Towards a generic parser

For ease of development, trouble shooting and maintenance it is useful to have treatment of the different elements that is as uniform as possible. Computational efficiency is secondary; it is expected that the compiler will be able to deal with such issues. To that end, here are some guidelines I have used in the development of the OSrL parser.

1.	Every <element> is parsed using three production rules: elementStart, elementAttributes and elementContent. 

2.	elementStart matches the opening tag (<element); its code section can be used to verify that the element was indeed expected at this spot, particularly in cases where this is hard to infer from the Schema. There are two instances when such checks need to be made:

a)	If the elements do not have to appear in any particular order, it is necessary to verify that there was no prior occurrence of this <element> within the scope of its parent.
b)	If the element is contained in a repeat group, we must make sure that there are not more occurrences than specified in the numberOf attribute of its parent.

In addition the code can be used to initial the attribute list. The occurrence of attributes is tracked with indicators xxxAttPresent, which can be set to false in this section. If an element has an optional numberOf attribute, the variable holding the number of these items should be set to zero here to provide a default when the numberOf attribute is missing.

3.	elementAttributes is included as a separate rule so that checks can be made after the entire list of attributes has been processed. It is necessary to check that all mandatory attributes have indeed been provided, and there may be other checks as needed. The production rule is

elementAttributes: elementAttList

where elementAttList is a standard list rule, which expands into

elementAttList: | elementAttList elementAtt.

4.	elementAtt matches any of a list of attributes allowed under the current element, as in

elementAtt: elementxxxAtt | elementyyyAtt |  elementzzzAtt 

5.	Each elementxxxAtt is used to perform specific data checks, such as membership in an enumerative list, nonnegativity, etc., and to store the attribute value into the internal data structure.
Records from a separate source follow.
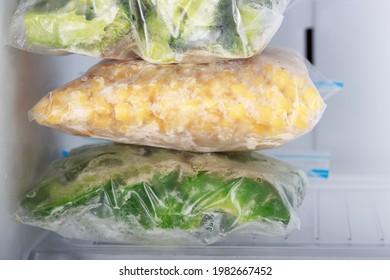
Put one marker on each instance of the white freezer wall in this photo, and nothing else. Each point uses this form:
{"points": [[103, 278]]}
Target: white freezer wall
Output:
{"points": [[26, 148], [351, 44]]}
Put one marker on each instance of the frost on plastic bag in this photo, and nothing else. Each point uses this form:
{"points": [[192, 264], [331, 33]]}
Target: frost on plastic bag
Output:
{"points": [[256, 103], [142, 195], [159, 31], [89, 27], [183, 30]]}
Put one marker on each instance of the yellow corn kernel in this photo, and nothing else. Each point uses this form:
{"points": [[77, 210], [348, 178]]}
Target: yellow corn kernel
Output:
{"points": [[82, 112], [54, 117], [277, 122], [238, 89], [260, 129], [101, 106], [268, 69], [281, 79], [263, 114], [102, 121], [302, 117], [78, 97], [96, 84], [141, 115], [123, 94], [190, 108], [291, 92], [236, 111], [122, 112], [298, 82], [280, 103], [209, 103], [312, 99]]}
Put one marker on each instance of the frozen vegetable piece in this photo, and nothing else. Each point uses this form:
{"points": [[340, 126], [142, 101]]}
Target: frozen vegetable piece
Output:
{"points": [[160, 31], [133, 194], [91, 27], [255, 103], [173, 31]]}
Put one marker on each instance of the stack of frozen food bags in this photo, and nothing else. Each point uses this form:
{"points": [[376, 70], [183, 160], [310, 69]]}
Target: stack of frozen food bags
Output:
{"points": [[190, 117]]}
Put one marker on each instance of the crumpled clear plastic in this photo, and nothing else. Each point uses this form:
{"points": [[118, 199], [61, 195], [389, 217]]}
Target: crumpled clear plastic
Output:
{"points": [[160, 31], [143, 195], [250, 104]]}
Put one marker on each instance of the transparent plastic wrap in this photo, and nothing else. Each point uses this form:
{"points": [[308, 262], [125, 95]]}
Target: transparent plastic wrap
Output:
{"points": [[256, 103], [159, 31], [144, 195]]}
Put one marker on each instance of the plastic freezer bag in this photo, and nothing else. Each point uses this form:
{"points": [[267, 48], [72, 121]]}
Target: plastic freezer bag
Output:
{"points": [[248, 104], [143, 195], [161, 31]]}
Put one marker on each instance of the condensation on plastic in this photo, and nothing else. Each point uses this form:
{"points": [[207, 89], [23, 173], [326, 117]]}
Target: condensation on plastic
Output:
{"points": [[160, 31], [143, 195], [256, 103]]}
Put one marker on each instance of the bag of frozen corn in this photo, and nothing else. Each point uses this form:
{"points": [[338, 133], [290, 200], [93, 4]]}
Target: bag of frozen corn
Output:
{"points": [[145, 195], [248, 104], [160, 31]]}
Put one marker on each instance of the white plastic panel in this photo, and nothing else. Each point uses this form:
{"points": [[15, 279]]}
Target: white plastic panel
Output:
{"points": [[352, 44], [25, 147]]}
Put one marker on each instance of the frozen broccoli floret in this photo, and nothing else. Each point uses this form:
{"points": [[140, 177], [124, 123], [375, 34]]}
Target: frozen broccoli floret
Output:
{"points": [[88, 25]]}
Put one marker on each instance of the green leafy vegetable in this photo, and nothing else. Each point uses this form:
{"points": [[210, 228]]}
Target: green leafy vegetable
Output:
{"points": [[149, 188], [91, 26]]}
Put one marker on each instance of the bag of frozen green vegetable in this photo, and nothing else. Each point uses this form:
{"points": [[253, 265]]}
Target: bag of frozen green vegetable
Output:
{"points": [[160, 31], [143, 195], [99, 28]]}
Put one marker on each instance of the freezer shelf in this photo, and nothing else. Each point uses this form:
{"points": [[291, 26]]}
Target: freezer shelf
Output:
{"points": [[342, 218]]}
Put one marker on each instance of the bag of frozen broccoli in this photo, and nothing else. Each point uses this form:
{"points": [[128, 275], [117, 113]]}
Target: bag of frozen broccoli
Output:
{"points": [[159, 31], [96, 28], [143, 195], [256, 103]]}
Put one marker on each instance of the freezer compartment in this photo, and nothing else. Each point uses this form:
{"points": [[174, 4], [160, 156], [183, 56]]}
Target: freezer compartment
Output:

Moreover, attribute names, unlike element names, tend to be reused frequently. Thus elementxxxAtt may be a generic rule shared among many elements. 

6.	elementxxxAtt is also used to verify that the attribute has not been seen previously within the scope of the current element, to change its status from not present to present, and to assign the attribute value to a temporary variable.

7.	If an element allows only a single attribute, the above can be streamlined, the rule elementxxxAtt replacing the rule elementAttributes.

8.	If an element has no attributes, this rule is simply omitted.

9.	An element attribute may be used to record the number of child elements that are given in an array list. The parser records the number of child elements actually encountered and compares against the declared number. Any discrepancy is recorded. Such numberOf attributes also allocate the storage space for the child elements and set the counter to 0. 

10.	elementContent can be empty or nonempty. This is normally expressed by the rule

elementContent: elementEmpty | elementBody

In some rare cases modifications from this rule are needed in order to avoid reduce/reduce conflicts when an element has several optional children that must occur in a particular sequence, for instance

variables: variableValues variableValuesString basisStatus otherVariableResultsArray

where each of the child elements may be omitted  or indeed all of them together.

11.	The code section in the elementContent rule can be used for consistency checks, storage of information into the data structure and, most importantly, to increment counters. 

12.	Empty element content is typically either ></element> or simply />. Code may be needed to detect empty element content and throw an appropriate error.

13.	elementBody expands into a variety of different patterns, as needed. There could be

a)	an array of <child> elements, which is distinguished from an element list by using the rule name childArray, which expands into 
childArray: | childArray childElement
b)	several children in arbitrary order (childList) with a similar expansion
c)	other constructs as appropriate.

14.	Each childElement would then be treated again as under point 1.